The aqueous buffer used in one of the methods of the invention has a concentration in the range of (about) 50 mM to (about) 1 M, preferably (about) 85-500 mM, eg (about) 100, 150,. Additional salts with concentrations in the range of 200, 250, 300, 350, 400, 450 or 500 mM can be included. Suitable salts include, but are not limited to, sodium chloride and / or potassium chloride.

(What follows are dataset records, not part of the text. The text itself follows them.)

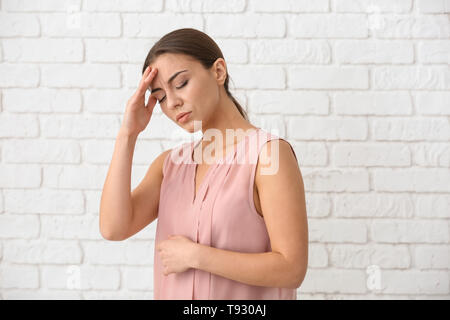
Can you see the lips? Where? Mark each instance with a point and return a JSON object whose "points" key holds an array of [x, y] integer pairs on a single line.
{"points": [[182, 114]]}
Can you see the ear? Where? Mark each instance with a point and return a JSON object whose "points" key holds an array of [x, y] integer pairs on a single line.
{"points": [[220, 70]]}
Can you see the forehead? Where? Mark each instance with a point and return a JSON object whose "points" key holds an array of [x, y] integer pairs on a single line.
{"points": [[168, 64]]}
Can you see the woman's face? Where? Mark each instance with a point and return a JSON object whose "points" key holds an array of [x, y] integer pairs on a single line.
{"points": [[191, 89]]}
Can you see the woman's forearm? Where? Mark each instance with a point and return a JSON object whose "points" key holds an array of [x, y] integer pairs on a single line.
{"points": [[268, 269]]}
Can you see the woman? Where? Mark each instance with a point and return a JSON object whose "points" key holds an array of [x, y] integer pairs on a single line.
{"points": [[225, 230]]}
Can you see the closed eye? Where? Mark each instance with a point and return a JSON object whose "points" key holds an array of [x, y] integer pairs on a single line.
{"points": [[185, 83]]}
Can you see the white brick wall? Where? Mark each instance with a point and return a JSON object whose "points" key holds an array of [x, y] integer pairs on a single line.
{"points": [[361, 88]]}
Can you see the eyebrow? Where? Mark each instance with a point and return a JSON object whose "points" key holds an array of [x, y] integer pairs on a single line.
{"points": [[170, 79]]}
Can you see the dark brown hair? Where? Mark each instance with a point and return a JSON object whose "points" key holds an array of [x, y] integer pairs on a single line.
{"points": [[195, 44]]}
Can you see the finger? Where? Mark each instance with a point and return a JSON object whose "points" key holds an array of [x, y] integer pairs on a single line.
{"points": [[151, 102], [145, 82]]}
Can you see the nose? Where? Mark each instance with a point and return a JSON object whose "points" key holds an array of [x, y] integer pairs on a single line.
{"points": [[173, 101]]}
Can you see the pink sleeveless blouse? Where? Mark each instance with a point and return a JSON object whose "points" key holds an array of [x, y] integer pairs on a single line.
{"points": [[222, 215]]}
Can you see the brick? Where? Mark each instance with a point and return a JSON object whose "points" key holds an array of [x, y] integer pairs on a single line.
{"points": [[74, 177], [19, 25], [281, 102], [80, 76], [413, 129], [41, 5], [431, 154], [435, 6], [334, 281], [374, 51], [289, 6], [409, 231], [45, 100], [371, 154], [370, 6], [373, 103], [415, 282], [412, 180], [154, 25], [433, 206], [396, 26], [290, 51], [354, 256], [327, 128], [432, 256], [116, 50], [411, 77], [86, 277], [328, 26], [79, 126], [138, 278], [212, 6], [20, 176], [12, 75], [433, 103], [42, 251], [245, 26], [317, 256], [256, 77], [106, 100], [19, 277], [19, 226], [46, 201], [323, 77], [43, 50], [434, 51], [120, 6], [337, 230], [13, 125], [317, 205], [41, 151], [81, 25], [119, 252], [371, 205], [336, 180]]}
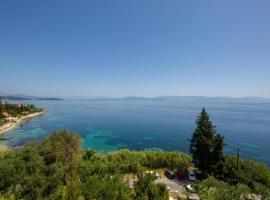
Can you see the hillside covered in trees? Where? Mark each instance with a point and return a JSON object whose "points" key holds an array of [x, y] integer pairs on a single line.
{"points": [[57, 168]]}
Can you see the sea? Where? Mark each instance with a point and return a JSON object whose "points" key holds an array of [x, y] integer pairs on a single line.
{"points": [[108, 124]]}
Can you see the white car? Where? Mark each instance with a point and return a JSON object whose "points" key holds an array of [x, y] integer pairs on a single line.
{"points": [[191, 176]]}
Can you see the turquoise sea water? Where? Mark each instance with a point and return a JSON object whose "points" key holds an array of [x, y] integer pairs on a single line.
{"points": [[108, 125]]}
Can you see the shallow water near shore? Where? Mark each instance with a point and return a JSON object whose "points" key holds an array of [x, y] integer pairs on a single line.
{"points": [[108, 125]]}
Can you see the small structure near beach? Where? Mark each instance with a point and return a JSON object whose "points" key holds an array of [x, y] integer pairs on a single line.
{"points": [[5, 115]]}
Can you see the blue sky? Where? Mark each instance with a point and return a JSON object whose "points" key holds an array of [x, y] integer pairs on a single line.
{"points": [[135, 47]]}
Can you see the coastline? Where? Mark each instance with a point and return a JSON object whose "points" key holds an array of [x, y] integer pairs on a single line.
{"points": [[11, 125]]}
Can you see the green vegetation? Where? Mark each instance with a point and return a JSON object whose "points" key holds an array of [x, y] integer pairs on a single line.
{"points": [[57, 168], [206, 146], [16, 110], [3, 121]]}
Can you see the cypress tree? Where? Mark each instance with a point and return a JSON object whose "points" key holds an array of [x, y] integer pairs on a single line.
{"points": [[206, 146]]}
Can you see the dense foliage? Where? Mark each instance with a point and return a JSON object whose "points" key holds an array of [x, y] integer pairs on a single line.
{"points": [[16, 110], [206, 146], [57, 168]]}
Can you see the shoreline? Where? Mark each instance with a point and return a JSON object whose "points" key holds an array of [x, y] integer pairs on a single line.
{"points": [[11, 125]]}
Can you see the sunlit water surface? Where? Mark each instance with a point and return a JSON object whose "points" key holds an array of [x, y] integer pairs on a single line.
{"points": [[108, 125]]}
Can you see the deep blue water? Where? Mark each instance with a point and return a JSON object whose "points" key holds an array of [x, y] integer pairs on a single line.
{"points": [[141, 124]]}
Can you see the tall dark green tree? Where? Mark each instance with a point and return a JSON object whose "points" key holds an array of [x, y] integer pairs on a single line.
{"points": [[206, 146]]}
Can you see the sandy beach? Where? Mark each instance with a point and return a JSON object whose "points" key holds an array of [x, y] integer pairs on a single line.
{"points": [[10, 125]]}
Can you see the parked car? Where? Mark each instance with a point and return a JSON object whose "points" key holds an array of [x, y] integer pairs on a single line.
{"points": [[169, 174], [191, 176]]}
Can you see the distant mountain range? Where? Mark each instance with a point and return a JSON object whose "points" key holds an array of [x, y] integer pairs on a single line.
{"points": [[178, 98], [20, 97], [137, 98]]}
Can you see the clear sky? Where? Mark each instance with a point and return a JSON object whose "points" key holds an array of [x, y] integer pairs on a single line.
{"points": [[135, 47]]}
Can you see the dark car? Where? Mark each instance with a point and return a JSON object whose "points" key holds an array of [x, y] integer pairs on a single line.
{"points": [[169, 174]]}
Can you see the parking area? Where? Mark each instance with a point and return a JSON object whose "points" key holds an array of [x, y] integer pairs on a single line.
{"points": [[174, 186]]}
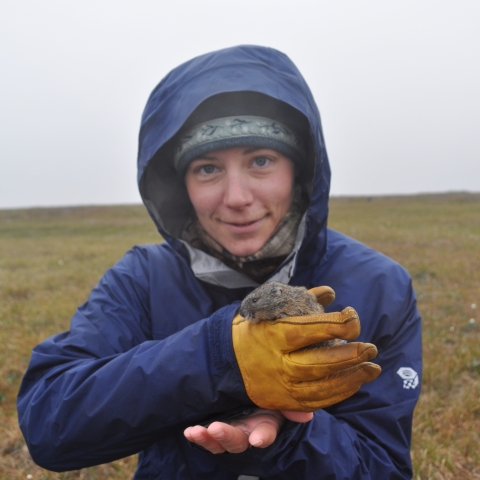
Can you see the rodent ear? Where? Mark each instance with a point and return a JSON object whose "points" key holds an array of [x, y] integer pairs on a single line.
{"points": [[324, 295]]}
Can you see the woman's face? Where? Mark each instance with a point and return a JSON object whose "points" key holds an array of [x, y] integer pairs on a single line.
{"points": [[240, 195]]}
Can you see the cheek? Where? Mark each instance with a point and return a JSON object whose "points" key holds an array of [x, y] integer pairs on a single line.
{"points": [[203, 198]]}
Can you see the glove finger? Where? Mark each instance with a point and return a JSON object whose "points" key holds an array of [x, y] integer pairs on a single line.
{"points": [[324, 295], [317, 363], [299, 332], [332, 389]]}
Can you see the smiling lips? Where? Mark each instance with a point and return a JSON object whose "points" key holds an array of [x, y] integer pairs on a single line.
{"points": [[244, 226]]}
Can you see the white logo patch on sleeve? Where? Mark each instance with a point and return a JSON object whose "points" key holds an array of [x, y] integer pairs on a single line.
{"points": [[409, 377]]}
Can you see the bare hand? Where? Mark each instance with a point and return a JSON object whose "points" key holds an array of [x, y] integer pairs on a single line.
{"points": [[258, 429]]}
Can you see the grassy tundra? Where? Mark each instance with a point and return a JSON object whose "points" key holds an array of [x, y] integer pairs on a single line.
{"points": [[51, 258]]}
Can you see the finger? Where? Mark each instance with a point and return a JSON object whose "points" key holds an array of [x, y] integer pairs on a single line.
{"points": [[299, 332], [264, 434], [200, 436], [299, 417], [316, 363], [335, 388], [232, 438], [324, 295]]}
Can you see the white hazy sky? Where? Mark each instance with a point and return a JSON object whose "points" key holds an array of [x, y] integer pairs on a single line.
{"points": [[397, 84]]}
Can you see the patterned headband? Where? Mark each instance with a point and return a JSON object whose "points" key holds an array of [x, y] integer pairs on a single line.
{"points": [[238, 131]]}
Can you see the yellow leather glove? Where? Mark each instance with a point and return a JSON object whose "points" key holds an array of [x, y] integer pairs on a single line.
{"points": [[280, 375]]}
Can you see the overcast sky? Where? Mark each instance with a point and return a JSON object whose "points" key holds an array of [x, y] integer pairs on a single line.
{"points": [[397, 84]]}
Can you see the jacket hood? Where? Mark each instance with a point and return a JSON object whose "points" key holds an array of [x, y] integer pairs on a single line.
{"points": [[247, 76]]}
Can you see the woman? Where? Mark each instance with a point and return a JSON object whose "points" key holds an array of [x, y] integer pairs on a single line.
{"points": [[234, 172]]}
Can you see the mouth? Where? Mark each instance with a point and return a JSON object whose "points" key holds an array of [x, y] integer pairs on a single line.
{"points": [[243, 227]]}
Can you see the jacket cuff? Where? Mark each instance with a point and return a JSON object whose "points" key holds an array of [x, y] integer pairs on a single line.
{"points": [[222, 352]]}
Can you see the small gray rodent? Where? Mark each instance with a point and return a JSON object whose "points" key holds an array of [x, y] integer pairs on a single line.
{"points": [[274, 300]]}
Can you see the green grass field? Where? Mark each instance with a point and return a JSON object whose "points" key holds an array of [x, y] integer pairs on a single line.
{"points": [[51, 258]]}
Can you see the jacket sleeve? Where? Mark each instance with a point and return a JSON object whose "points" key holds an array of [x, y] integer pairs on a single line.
{"points": [[366, 436], [104, 389]]}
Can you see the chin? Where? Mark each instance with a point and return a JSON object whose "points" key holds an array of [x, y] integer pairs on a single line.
{"points": [[243, 250]]}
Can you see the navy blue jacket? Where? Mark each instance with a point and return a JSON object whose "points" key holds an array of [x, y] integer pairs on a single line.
{"points": [[150, 352]]}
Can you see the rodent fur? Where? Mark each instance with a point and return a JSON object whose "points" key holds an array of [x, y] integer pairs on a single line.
{"points": [[274, 300]]}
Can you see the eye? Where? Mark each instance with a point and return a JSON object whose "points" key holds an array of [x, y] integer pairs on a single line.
{"points": [[261, 161], [207, 169]]}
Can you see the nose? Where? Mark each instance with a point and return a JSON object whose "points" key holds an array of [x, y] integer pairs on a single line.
{"points": [[238, 193]]}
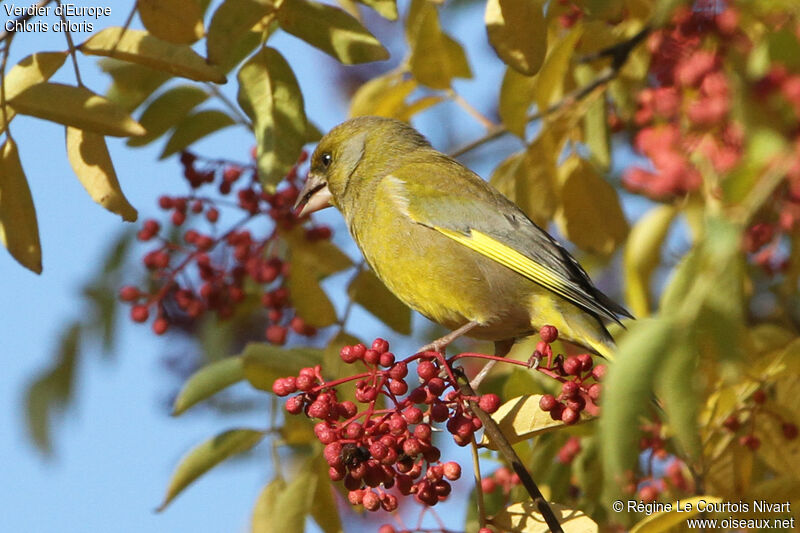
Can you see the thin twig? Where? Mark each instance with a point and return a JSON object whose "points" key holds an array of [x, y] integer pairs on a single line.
{"points": [[471, 111], [493, 431], [619, 54], [476, 467], [30, 12], [243, 120], [71, 46]]}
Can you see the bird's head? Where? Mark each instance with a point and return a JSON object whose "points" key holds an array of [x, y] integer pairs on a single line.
{"points": [[374, 145]]}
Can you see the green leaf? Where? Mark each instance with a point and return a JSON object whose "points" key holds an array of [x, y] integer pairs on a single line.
{"points": [[264, 363], [369, 292], [627, 392], [33, 69], [518, 33], [550, 81], [323, 504], [206, 456], [271, 97], [194, 127], [51, 390], [176, 21], [231, 25], [166, 111], [132, 84], [516, 97], [137, 46], [19, 231], [677, 388], [76, 106], [331, 30], [643, 255], [208, 381], [88, 154], [435, 57], [282, 508]]}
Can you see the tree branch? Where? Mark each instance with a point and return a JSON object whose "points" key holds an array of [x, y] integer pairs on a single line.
{"points": [[494, 432], [619, 54]]}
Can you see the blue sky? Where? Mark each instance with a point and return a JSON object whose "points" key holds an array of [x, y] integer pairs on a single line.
{"points": [[116, 448]]}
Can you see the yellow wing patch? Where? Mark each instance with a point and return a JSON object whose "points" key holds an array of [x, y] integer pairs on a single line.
{"points": [[507, 256]]}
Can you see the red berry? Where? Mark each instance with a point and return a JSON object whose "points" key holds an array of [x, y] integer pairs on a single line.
{"points": [[426, 370], [276, 334], [160, 326], [548, 334], [139, 313], [570, 389], [452, 470], [380, 345], [489, 403], [129, 294], [547, 402], [572, 366], [760, 396], [648, 494]]}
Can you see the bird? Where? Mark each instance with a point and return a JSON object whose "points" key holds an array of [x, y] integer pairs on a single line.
{"points": [[450, 245]]}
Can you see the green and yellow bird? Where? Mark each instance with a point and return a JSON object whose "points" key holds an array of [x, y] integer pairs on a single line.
{"points": [[448, 244]]}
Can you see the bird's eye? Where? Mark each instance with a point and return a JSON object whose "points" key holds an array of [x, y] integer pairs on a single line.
{"points": [[325, 159]]}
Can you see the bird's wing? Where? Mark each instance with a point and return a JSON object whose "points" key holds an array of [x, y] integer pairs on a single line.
{"points": [[460, 205]]}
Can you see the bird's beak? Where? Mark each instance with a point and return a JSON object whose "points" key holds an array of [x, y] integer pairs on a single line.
{"points": [[314, 196]]}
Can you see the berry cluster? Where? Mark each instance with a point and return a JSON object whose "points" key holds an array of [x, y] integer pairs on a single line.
{"points": [[687, 107], [376, 448], [579, 377], [196, 271], [752, 410]]}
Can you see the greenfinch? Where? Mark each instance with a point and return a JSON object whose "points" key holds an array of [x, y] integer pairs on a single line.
{"points": [[450, 245]]}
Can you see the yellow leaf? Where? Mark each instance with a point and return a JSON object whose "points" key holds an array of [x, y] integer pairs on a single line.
{"points": [[664, 520], [88, 155], [385, 8], [19, 230], [369, 292], [167, 111], [527, 178], [521, 418], [550, 81], [516, 97], [435, 57], [195, 127], [76, 106], [176, 21], [590, 214], [518, 33], [231, 23], [140, 47], [207, 455], [643, 255], [271, 97], [283, 508], [132, 84], [331, 30], [33, 69], [525, 517], [208, 381]]}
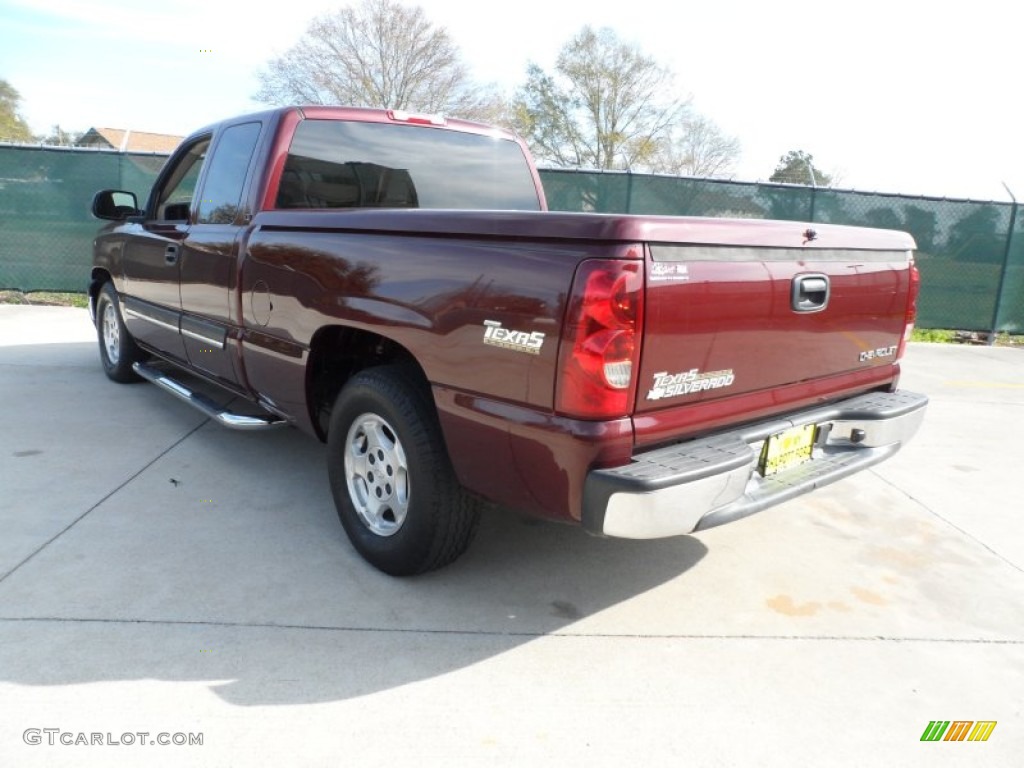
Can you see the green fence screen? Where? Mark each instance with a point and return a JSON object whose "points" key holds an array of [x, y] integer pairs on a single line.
{"points": [[971, 254]]}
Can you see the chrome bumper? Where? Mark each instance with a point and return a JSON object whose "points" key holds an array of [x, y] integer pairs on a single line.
{"points": [[714, 480]]}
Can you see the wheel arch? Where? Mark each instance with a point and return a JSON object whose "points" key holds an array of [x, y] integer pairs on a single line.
{"points": [[337, 353], [97, 278]]}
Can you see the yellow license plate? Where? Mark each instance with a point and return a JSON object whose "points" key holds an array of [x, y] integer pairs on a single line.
{"points": [[786, 450]]}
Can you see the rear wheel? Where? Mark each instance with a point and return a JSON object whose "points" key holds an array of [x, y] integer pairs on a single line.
{"points": [[118, 350], [392, 482]]}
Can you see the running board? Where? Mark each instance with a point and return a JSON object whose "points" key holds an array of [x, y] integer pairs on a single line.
{"points": [[204, 403]]}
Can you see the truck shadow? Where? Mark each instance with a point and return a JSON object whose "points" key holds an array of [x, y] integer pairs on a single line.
{"points": [[221, 562]]}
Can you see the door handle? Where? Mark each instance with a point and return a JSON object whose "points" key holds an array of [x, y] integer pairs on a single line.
{"points": [[810, 293]]}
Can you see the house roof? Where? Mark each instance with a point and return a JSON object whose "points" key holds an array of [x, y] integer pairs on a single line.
{"points": [[126, 139]]}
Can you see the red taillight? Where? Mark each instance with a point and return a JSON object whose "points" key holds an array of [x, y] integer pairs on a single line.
{"points": [[911, 308], [600, 348], [400, 116]]}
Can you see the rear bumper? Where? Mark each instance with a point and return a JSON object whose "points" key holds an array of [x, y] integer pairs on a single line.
{"points": [[714, 480]]}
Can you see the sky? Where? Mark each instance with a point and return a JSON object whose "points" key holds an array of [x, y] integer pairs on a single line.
{"points": [[897, 96]]}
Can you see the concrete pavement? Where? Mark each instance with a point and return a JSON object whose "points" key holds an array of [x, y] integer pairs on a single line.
{"points": [[160, 574]]}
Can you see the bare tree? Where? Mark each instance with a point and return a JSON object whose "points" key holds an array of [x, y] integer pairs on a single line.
{"points": [[377, 53], [606, 105], [797, 167], [12, 125], [698, 147]]}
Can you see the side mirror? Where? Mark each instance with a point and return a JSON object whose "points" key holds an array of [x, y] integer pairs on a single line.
{"points": [[115, 205]]}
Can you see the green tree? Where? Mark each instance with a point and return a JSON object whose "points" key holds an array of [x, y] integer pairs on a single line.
{"points": [[606, 105], [12, 126], [797, 167], [59, 137], [377, 53]]}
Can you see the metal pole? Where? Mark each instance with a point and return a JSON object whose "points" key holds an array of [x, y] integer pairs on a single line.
{"points": [[814, 190], [1006, 266]]}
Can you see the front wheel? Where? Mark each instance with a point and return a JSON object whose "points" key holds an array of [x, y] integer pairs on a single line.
{"points": [[392, 482], [118, 350]]}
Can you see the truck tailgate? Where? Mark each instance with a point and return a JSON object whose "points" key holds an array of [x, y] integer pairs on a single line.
{"points": [[725, 321]]}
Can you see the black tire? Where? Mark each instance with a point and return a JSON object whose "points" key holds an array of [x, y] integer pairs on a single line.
{"points": [[392, 481], [118, 349]]}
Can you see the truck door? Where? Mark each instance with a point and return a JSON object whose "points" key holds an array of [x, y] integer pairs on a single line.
{"points": [[209, 256], [153, 253]]}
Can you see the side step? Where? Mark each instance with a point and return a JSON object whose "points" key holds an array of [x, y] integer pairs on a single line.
{"points": [[204, 403]]}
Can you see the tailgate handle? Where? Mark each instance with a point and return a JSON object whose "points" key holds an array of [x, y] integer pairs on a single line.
{"points": [[810, 293]]}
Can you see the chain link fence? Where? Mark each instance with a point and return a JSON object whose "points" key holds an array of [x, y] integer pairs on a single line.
{"points": [[46, 226], [971, 254]]}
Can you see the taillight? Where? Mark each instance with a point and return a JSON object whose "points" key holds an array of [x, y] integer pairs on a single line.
{"points": [[600, 348], [911, 308], [399, 116]]}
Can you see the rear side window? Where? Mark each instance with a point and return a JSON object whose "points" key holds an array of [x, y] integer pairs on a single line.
{"points": [[222, 188], [335, 164]]}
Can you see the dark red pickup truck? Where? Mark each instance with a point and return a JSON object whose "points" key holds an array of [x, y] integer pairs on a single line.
{"points": [[393, 285]]}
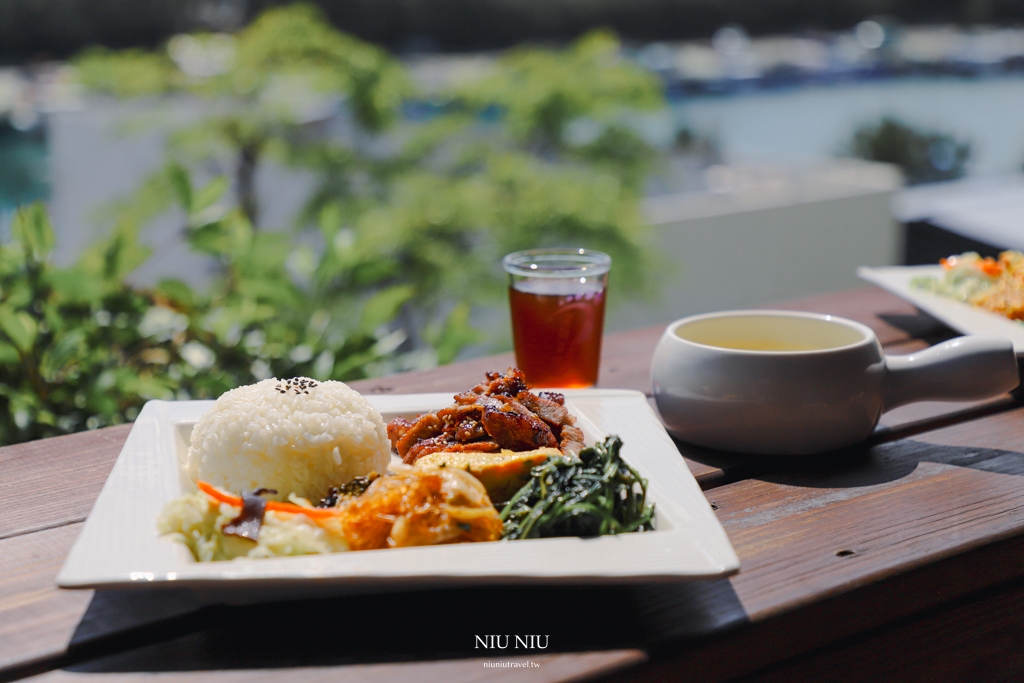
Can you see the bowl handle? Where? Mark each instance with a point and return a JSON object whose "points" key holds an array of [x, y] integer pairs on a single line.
{"points": [[963, 369]]}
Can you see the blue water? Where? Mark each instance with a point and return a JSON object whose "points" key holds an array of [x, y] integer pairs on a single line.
{"points": [[814, 122], [24, 172]]}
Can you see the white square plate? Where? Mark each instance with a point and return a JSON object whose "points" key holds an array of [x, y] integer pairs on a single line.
{"points": [[120, 548], [958, 315]]}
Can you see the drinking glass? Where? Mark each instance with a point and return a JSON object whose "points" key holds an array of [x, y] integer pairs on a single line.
{"points": [[557, 301]]}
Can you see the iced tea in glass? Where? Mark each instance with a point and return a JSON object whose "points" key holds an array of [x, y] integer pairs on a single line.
{"points": [[557, 301]]}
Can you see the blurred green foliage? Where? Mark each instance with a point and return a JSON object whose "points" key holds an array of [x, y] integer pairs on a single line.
{"points": [[923, 156], [399, 239]]}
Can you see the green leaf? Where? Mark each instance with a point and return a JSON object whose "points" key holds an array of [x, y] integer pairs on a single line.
{"points": [[177, 291], [456, 334], [19, 328], [75, 285], [384, 305], [8, 354], [61, 354], [210, 194], [31, 227]]}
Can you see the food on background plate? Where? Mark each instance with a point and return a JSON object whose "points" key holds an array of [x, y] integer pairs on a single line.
{"points": [[996, 285], [284, 443]]}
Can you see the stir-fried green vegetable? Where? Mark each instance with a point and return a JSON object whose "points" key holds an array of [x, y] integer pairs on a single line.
{"points": [[596, 495]]}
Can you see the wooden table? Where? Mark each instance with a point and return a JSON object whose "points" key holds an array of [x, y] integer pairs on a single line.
{"points": [[899, 559]]}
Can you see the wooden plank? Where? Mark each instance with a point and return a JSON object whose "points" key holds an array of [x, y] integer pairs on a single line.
{"points": [[51, 482], [977, 639], [541, 669], [37, 620], [829, 548]]}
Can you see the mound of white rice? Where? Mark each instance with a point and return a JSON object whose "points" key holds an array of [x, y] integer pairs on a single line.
{"points": [[296, 436]]}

The equilibration buffer is also used to "push" the unbound protein of interest (eg, antibody or Fc fusion protein) in the pass-through solution to recover the purified protein (step (f)). Let's go. The pass-through liquid is collected from the bottom of the column. Conversely, at least a portion of the impurities bind to the chromatographic material.

Once the mixed mode chromatographic material has been equilibrated, the eluate from step (d) (or adjusted eluate) can be loaded. The unbound protein of interest will be extruded by the addition of equilibration buffer and recovered from the bottom of the column.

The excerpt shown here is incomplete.